Gelsenkirchen. Allgemeinmediziner beklagt, dass der hausärztliche Notdienst unter Druck Totenscheine ausstellen muss. Für die Festellung des Todes brauche es Zeit.
Ein Arzt aus Erle beklagt sich über den großen Stress im hausärztlichen Notdienst. Für den Allgemeinmediziner im Ruhestand zu aktiven Zeiten besonders schlimm: Unter Zeitdruck den Tod eines gerade Verstorbenen feststellen zu müssen. „Dafür ist die Zeit im hausärztlichen Notdienst ganz klar zu knapp“, sagt Dr. Wilhelm Kanzler, der 23 Jahre lang Allgemeinmediziner in Erle war.
Der 63-Jährige nimmt seinen Kollegen in Schutz, der im März fälschlicherweise den Tod einer Seniorin festegestellt hatte. Die 92-Jährige war im Kühlraum des Bestatters wieder aufgewacht. Wenig später starb sie im Krankenhaus. „Solche Fehler dürfen selbstverständlich nicht passieren“, sagt Dr. Wilhelm Kanzler. Trotzdem: „Einen Totenschein im hausärztlichen Notdienst auszustellen, ist eine unglückliche Situation.“
Obduktion finde zu selten statt
Um den Tod im ambulanten Bereich eindeutig feststellen zu können, müssen nämlich so genannte sichere Todeszeichen eingetreten sein. Hierzu gehöre etwa die Leichenstarre. „Die tritt aber erst mehrere Stunden nach dem Tod ein.“ Im hausärztlichen Notdienst könne man sich diese Zeit oft nicht nehmen.
Ein weiteres Problem sei die Frage nach der Todesursache. „Die kann ich als fremder Arzt oft gar nicht feststellen.“ Schließlich kenne er die Krankengeschichte des Patienten nicht. Bei „unbekannter Todesursache“ komme die Polizei, alles müsse immer sehr schnell gehen. „Eine Obduktion findet viel zu selten statt.“
Amtsarzt hat keine Beschwerden gehört
Dr. Wilhelm Kanzler schlägt vor, das Ausstellen von Totenscheinen zu institutionalisieren. „Warum können das nicht Amtsärzte oder Pathologen mit Gehilfen machen? Im hausärztlichen Notdienst warten schließlich noch lebende Patienten auf mich.“
Beim Gelsenkirchener Amtsarzt Klaus Mika kommt dieser Vorschlag nicht gut an. Es sei doch gesetzlich festgeschrieben, dass Hausärzte verpflichtet sind, im Notdienst auch Totenscheine auszustellen, heißt es auf Nachfrage. „Ich habe noch nie gehört, dass sich da jemand beschwert hat“, sagt Klaus Mika.
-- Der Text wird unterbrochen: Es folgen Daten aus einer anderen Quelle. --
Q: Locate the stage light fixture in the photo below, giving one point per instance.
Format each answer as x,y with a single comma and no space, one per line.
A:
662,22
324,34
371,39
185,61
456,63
Stressiger Notdienst sei ein Einzelfall
Bei der Kassenärztliche Vereinigung Westfalen-Lippe (Kvwl) ist dagegen bekannt, dass es „in Einzelfällen“ extrem stressige Notdienste geben kann. Bereits im Jahr 2011 hat die Kvwl den ärztlichen Bereitschaftsdienst deshalb neu aufgestellt. Die Ziele damals: Gleiche Dienstbedingungen für alle Ärzte, enge Kooperation mit den Krankenhäusern und einheitliche Angebote für Patienten.
Das Ergebnis der Umstrukturierung stimmt die Kvwl optimistisch. „Die Dienstbelastung der Ärzte ist im Gegensatz zu den Jahren vor der Reform gesunken“, sagt Sprecher Jens Flintrop. Trotzdem seien Ärzte auch nur Menschen. „Einzelfälle können wir nicht verhindern. Und es gibt sicherlich Notdienste, in denen alles taktweise hintereinander geht.“ Man könne nur versuchen, die Rahmenbedingungen zu schaffen, mit denen die Ärzte – auch im Notdienst – so gut wie nur möglich arbeiten können.